Por vezes, a gente se alegra e cresce nos cascos, feitos filhotes inocentes da servidão. Noutras, pesam os fardos e o instinto força desejos de comodidades pessoais, certezas ocasionais desfeitas, porém. Vale isto, equilibrar os dois pratos da balança, além de aguentar o esforço dos demais humanos de também sustentar ânimo e resistência aos instantes e às dúvidas. Viver, entretanto. Conduzir o rebanho de si mesmo através dos desertos dos humores, das ansiedades, dos vícios, e nunca perder o pé de apoio na alegria.

Espécies de experimentos da própria consciência, viver batendo nos rochedos dessa praia imensa do Infinito, num procedimento às vezes instintivo, às vezes intuitivo. Da intuição nascem os sonhos, as premonições, as promessas, as religiões, os confortos espirituais.

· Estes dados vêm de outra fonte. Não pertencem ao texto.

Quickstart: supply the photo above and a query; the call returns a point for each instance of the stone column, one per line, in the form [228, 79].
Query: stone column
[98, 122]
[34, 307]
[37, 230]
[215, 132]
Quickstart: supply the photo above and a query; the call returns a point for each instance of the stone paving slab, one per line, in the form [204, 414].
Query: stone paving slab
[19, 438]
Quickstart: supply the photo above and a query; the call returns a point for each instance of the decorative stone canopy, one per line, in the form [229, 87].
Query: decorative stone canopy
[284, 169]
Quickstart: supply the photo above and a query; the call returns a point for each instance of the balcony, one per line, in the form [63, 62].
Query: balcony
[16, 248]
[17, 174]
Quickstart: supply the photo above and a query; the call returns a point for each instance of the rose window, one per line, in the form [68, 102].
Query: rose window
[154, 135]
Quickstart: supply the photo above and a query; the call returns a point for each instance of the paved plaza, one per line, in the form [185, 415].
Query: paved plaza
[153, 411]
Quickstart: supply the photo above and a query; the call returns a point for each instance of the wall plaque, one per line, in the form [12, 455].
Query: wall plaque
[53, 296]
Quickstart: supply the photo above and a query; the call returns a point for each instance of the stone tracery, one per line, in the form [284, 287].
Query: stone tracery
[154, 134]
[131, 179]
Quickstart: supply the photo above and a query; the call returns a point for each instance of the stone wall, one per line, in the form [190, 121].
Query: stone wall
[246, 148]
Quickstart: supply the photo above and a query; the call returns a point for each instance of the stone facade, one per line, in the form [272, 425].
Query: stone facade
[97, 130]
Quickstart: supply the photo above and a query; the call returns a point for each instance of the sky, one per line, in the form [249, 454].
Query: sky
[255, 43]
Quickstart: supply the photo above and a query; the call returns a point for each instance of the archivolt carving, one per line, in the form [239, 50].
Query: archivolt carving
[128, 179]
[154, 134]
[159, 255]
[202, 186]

Já dos instintos, contudo, sobram experimentos vagos, incertos, de fome de prazeres, ânsias de dominação dos outros e dos objetos, furores das dimensões egoístas do animal que ainda somos, todavia. Quais máquinas embriagadas nos seus metais, os quadrantes das notícias falam desses fatores da inexperiência humana em forma de dores e mágoas. Estações especiais da sorte ocasional, nalgumas ocasiões acertam, outrossim visando tão só qualidades e vaidades, monstros de novelas espúrias, estranhas, mórbidas.

Ainda que seja assim, este é o melhor dos mundos possíveis, imagináveis, em que construiremos a renovação de nós, em que persistimos a caminho da transformação de sujeitos em senhores, máquinas em verdade absoluta.